Sam Brookes served on Lancaster bombers with Bomber Command and flew thirty missions. In this blog, Sam tells us of a daring raid on the Baltic coast of Poland, and remembers the crews who did not return.
About 11.00 am we hear that the Lancasters are being bombed up and fuelled. Here’s the chance to find out what is ahead. I walk across the fields to where our Lancaster 'M for Mike' stands at its dispersal. Yes, it is being bombed up and the petrol bowsers are there. The bomb load is one 4000 lb cookie and eight 500lb blast bombs and the petrol load is 2154 gallons.
That’s full tanks for a Lancaster, so we are going a long way tonight.
As the time approaches we all arrive at the briefing room, lining up to show our identity cards to the RAF Police, who check each one of us off against the battle order.
Security is tight, no absentees of course and no one gets in unless their name is listed. Precisely on time we stand, as the station commander enters with the squadron commander.
They take their seats at the front and we all sit to watch the curtain being drawn back from the huge map of Europe that covers the end wall. There we see that tonight’s target is Stettin (now Szczecin), on the Baltic coast of Poland.
We are to fly across the North Sea into Sweden. Then south, into the Baltic, crossing the island of Bornholm, then south to Stettin and the target. The return route is virtually the same. Looking across the briefing room there are a few surprised and concerned expressions.
It’s a long way and the repeated route home looks like trouble. The briefing continues with bomb-load and weather information and Group Captain King emphasises that the purpose of the raid is to disrupt German troop movements as they prepare to defend against the Russians.
We repair to the crew room where each of us has a locker where the flying gear is kept. I clear my pockets of any items that might be useful to the Germans and store them in the locker. I wonder whether I will retrieve them or if someone will clear the locker for me after I fail to return.
Even though we are in summer the night skies over the Baltic will be cold, maybe -30c or colder. I will be flying in an unheated part of the plane so I don my electrically heated flying suit with electrically heated gloves and socks.
This is perhaps the most stressful time of all. We know what we are to do and the quite awful dangers we will face but there is still nearly an hour before take-off. We all check our equipment but there is not a lot of conversation as each man thinks his own thoughts.

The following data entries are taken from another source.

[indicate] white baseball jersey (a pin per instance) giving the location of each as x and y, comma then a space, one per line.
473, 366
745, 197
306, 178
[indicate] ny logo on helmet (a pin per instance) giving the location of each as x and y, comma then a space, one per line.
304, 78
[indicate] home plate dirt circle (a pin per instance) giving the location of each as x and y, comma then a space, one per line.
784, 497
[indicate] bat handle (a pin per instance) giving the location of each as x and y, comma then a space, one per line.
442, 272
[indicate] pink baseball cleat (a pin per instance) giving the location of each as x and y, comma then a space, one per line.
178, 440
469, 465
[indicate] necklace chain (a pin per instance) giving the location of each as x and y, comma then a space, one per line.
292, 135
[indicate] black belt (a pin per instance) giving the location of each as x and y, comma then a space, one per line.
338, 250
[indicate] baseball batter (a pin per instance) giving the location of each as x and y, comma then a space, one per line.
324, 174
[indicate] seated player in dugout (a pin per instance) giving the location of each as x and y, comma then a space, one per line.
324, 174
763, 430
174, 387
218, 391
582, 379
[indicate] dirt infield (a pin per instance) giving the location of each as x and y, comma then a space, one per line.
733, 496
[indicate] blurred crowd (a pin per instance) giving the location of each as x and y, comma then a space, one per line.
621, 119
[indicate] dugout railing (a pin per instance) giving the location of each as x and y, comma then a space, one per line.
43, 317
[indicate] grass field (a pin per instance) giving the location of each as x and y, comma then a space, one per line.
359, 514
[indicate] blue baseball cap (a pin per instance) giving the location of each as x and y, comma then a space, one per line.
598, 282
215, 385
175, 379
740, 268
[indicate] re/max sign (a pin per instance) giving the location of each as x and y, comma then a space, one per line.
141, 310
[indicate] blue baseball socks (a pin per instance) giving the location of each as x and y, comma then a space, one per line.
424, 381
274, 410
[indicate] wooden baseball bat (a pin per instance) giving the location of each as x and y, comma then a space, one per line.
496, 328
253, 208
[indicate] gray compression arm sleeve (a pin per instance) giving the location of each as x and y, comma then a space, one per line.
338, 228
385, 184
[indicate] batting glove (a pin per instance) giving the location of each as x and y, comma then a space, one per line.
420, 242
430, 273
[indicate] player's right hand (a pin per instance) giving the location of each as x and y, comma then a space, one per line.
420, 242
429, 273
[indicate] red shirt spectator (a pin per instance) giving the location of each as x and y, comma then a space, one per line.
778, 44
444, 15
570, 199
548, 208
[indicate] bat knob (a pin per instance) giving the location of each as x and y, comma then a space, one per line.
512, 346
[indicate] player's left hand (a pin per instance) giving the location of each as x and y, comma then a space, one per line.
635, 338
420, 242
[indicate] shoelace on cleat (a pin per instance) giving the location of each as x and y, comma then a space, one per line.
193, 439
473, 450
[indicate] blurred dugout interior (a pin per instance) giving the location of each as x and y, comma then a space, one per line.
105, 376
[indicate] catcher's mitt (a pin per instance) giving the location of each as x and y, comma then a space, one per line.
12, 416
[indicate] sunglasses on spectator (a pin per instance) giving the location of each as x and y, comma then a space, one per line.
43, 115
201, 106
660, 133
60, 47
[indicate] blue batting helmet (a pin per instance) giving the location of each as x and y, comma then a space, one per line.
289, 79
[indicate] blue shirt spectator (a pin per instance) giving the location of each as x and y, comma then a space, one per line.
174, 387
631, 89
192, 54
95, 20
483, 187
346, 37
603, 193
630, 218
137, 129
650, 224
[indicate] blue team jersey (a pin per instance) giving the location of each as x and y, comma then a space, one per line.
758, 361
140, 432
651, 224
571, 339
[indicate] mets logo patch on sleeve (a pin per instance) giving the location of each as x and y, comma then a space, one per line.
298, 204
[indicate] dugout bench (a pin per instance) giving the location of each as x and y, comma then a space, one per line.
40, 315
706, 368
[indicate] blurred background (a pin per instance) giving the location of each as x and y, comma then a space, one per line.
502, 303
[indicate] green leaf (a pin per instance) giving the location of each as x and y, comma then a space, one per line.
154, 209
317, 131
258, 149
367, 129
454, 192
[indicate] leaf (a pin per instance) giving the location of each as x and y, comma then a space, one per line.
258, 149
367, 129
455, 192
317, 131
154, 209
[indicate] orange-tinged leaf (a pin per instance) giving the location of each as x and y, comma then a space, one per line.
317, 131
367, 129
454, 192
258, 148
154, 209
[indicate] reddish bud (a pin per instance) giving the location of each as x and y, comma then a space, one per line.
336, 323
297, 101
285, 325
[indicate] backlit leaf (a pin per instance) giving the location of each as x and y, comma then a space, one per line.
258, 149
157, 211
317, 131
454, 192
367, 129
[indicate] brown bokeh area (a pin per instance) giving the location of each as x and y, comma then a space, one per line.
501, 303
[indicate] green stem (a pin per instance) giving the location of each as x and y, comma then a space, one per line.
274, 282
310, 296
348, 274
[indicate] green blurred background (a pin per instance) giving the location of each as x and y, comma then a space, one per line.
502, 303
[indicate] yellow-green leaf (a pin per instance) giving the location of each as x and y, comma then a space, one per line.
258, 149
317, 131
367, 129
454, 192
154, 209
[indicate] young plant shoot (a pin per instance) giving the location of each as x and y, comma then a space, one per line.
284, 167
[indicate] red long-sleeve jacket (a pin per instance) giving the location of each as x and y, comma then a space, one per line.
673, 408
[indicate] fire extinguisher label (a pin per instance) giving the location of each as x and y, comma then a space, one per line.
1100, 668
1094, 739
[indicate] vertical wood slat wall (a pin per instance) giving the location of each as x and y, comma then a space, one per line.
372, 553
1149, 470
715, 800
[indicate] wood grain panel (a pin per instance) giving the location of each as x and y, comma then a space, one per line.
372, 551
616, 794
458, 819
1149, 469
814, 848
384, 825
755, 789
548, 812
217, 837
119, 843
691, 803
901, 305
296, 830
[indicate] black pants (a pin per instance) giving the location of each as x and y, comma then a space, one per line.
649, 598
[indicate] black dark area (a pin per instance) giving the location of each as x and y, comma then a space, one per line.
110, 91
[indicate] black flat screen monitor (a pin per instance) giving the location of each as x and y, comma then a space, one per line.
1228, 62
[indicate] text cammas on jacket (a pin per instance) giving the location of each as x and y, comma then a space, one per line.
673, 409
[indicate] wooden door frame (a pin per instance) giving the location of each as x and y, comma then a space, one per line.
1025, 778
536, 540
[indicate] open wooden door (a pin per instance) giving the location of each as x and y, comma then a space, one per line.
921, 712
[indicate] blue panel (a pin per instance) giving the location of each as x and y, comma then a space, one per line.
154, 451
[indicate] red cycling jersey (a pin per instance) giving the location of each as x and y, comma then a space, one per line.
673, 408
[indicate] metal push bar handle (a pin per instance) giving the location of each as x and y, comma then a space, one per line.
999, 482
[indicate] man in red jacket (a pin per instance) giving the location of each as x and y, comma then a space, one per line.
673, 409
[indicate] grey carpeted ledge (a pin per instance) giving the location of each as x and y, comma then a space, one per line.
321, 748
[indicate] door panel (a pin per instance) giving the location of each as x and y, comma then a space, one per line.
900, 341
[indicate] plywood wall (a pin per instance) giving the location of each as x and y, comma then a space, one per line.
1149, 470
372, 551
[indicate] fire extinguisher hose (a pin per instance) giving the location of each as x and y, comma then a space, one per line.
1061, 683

Our turn comes and we trundle onto the runway to receive a green Aldis lamp flash from the controller. Once airborne there is a sharp sense of relief.
My job on board was to use special “airborne cigar” (ABC) transmitters to jam German night fighter frequencies to prevent them from hearing the instructions from their ground controllers. As we near the Danish coast there are early signs of German transmissions which I and other squadron operators are quick to jam.
No sign of flak or combats so far and we cross into Sweden where, almost immediately, there are searchlights and tracer flak ahead. Strangely, that activity ceases as we pass over but re-commences when the bomber stream is well past.
Crossing the Baltic and Bornholm is uneventful and as we see the German coast ahead, Stettin is already lit by the pathfinders target indicator flares. There is heavy flak but mostly seemingly inaccurate and such searchlights as we see are also ineffective.
We get a good bombing run, take our target photograph and turn sharply to port to leave the defended area and return north for Sweden and home. We have violated Sweden’s neutral airspace on both the outward and homeward trips. This time we are not alone.
German night fighters have followed our homeward track into Sweden and one of our squadron’s aircraft is shot down near Malmo. A second is brought down before we leave Swedish airspace. Back across the Kattegat and the German night fighters in Denmark are well aware of us.
We lost another of the squadron’s aircraft from fighters over Denmark, with no survivors. The remaining twelve cross into the safety of the North Sea.
We have lost three aircraft, 24 aircrew killed, 20% of those from our squadron participating in bombing this distant target. We hope we have given some assistance to the Russians.
Touch down is at 06.12 hours, exactly nine hours after take-off. A crew bus takes us to the briefing room, now the interrogation room, where we hand in our logs and are questioned by intelligence officers on every aspect of the flight. All that while drinking welcome mugs of tea, spiked with brandy.
I can now make my way to bed and crawl in, thankful and quite exhausted. It is 24 hours since my head was last on this pillow... oblivion.
Back in 1944 I made the following note sometime after the raid.
Three crews have not returned. First there was Flight Lieutenant Stewart. We hear later that his crew was buried with full military honours in Sweden two days later but they did not find Stewart himself. Perhaps he is alive somewhere, but I doubt it. Next there is Flying Officer Piprell, his fate is uncertain. The Swedes have found his aircraft with no bodies in it. His bomb aimer was later buried in southern Sweden. The third crew Flying Officer Foster and all his crew are buried in a mass grave near the east coast of Jutland. Later Stewart’s name and Piprell’s both appear in the squadron roll of honour so it seems that no one survived. Fisher and his crew were very new to the squadron, I did not know them.